CNN Repeats Bogus Claim It's Easier to Buy 'Automatic' Gun Than to 'Plan for a Weekend'

February 20th, 2018 7:53 AM

On New Day Sunday, as the show touted the group of liberal students holding a rally to promote gun control in response to the Florida school shootings, CNN correspondent Rosa Flores at one point repeated without question the claim by one student that it is "more difficult" to "plan for a weekend" than it is to get an "automatic weapon or semi-automatic weapon." 

The day before, the show had also promoted misinformation as one student was not corrected when she claimed that there had already been "18 mass shootings in schools this year."

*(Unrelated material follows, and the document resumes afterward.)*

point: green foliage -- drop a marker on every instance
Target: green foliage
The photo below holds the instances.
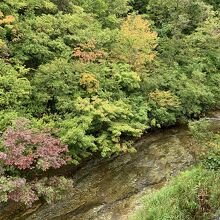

After playing a clip of student Emma Gonzalez giving a speech railing against the NRA, substitute host Rene Marsh then recalled: "And this banner seen flying over Miami Beach read 'Shame on you, Marco Rubio and NRA.'"

Flores then came aboard and recounted the complaints of the liberal group:

They're asking lawmakers to ban the type and style of weapon that was used here to kill 17 of their classmates and their teachers. And so they're asking lawmakers to do some gun control in this country.

They're also directing their message to voters asking them not to vote for politicians who oppose gun control. They're also asking for the ban of high-capacity magazines which are used for maximum carnage. So their message is very much directed so that another community does not have to go through what they wen through.

After another clip of Gonzalez attacking the NRA, Flores then misinformed viewers as she added:

And she also had this to say. She asked the question: "Why should it be more difficult for us here in this school to plan for a weekend than it is for someone to purchase a high-capacity magazine and an automatic weapon or semi-automatic weapon? Why should it be?

If her slight stumbling over her words was intended to be a correction, she failed to clarify that the weapon used in the Parkland, Florida, school attack was a semi-automatic and than automatic weapons are extremely difficult for a civilian to acquire.